I get maudlin at night. Watch.

Feb 05, 2008 21:50

Reading is a sort of nested puzzle; you've got the fictive present, fine; you also get any flashbacks or flash-forwards; unless it's a 1st person pov, you get the narrator's opinions and that implied time. And behind that, or under it, is the writer. To read the work of a friend is to peer through a window and into the parts of a your friend you can't see any other way. And while they give the window to any who read the work you ought to be able to see deeper and kinder, recognize the texture of landmarks you've heard in conversations, felt beneath the surface. Greater contextual knowledge and all that. On a macro level writing is, to a certain extent, about themes, and themes are also obsessions.
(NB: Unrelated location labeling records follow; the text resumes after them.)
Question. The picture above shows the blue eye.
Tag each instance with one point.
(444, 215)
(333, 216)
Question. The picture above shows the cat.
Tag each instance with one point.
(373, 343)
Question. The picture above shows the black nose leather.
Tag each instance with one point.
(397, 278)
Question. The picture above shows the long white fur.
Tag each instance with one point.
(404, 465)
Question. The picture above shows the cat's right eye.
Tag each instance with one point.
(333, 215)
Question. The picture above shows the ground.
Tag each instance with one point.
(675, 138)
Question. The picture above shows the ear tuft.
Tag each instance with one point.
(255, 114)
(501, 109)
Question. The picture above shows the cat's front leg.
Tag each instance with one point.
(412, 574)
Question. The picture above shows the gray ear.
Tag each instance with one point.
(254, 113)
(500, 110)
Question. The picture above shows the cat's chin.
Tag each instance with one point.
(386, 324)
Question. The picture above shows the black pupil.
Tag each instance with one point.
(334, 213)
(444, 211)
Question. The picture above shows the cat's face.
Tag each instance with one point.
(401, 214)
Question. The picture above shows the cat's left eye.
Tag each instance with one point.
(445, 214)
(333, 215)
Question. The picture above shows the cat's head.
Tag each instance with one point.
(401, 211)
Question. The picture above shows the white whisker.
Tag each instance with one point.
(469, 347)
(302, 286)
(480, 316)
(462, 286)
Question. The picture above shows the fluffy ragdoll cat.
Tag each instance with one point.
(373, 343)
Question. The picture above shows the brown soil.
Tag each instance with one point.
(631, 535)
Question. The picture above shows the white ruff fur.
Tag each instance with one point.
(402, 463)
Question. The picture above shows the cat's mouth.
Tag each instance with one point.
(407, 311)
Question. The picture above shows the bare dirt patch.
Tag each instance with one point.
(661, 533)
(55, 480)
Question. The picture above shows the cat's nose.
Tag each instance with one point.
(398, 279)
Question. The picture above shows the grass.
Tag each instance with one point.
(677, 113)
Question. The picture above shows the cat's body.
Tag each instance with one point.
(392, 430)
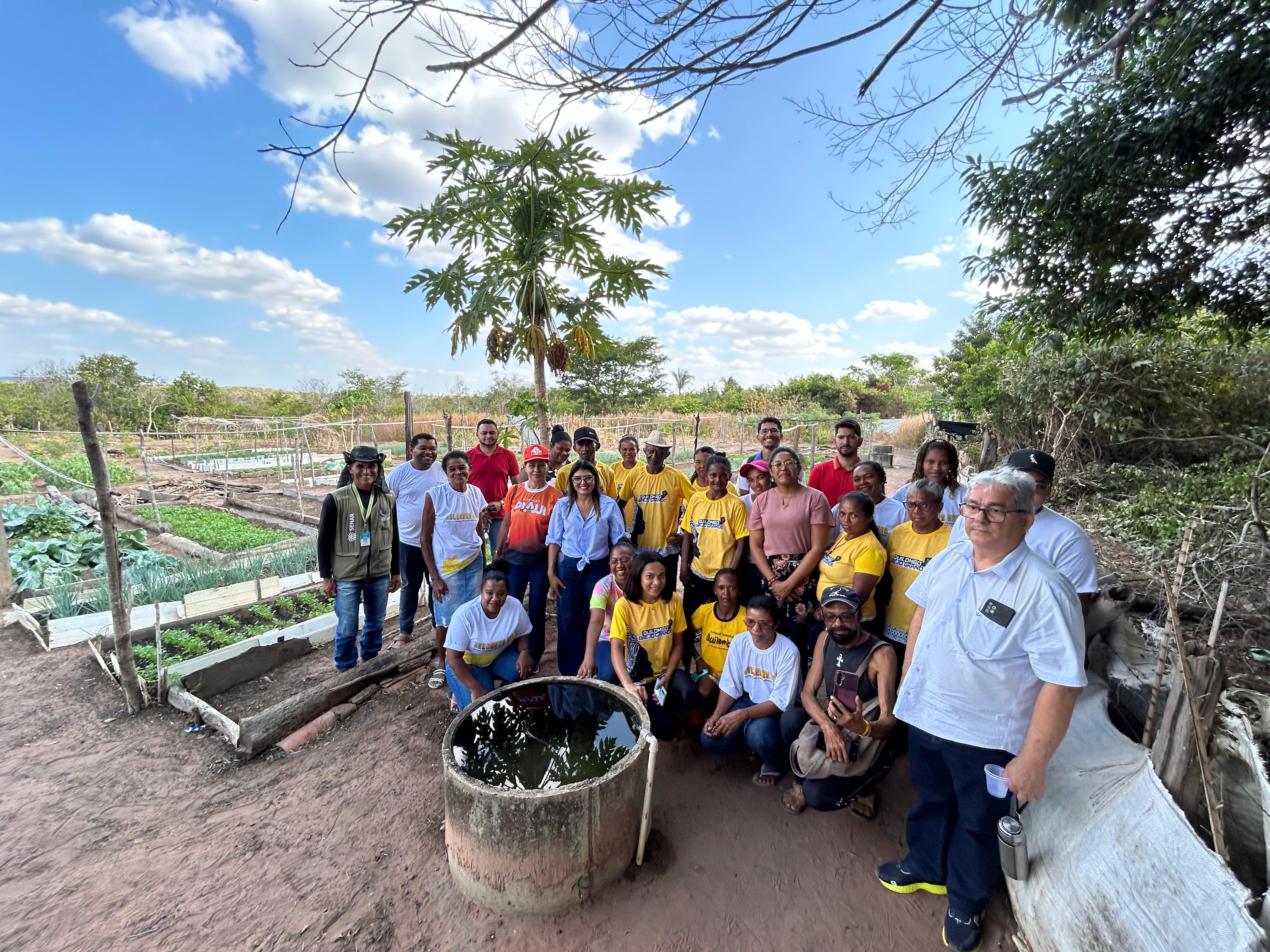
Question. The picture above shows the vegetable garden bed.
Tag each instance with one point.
(216, 529)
Things you think about at night when the windows rattle and the heater ticks. This room you've been invited into. Stars like wet white apples hung from a friend's skull, and shining.

I read in an review/essay lately that speculative fiction--especially science fiction--is often about loneliness. You know, the lone survivor of this or that disaster, the ship alone in the vastness of space, the alien, the other, the strangers with no common language. Fantasy is about making metaphor a tactile reality of the fantastic world. Vows and hatreds and loves become physical realities, physical bonds; the impossible becomes merely improbable, unlikely, or highly difficult. Urban fantasy, aka magic realism, further blurs things. There are unicorns in Central Park, there are elves in the SCA, the fantastic is brought into our world, closer but still out of reach. Writing is all about inhabiting the space between one's reach and one's grasp.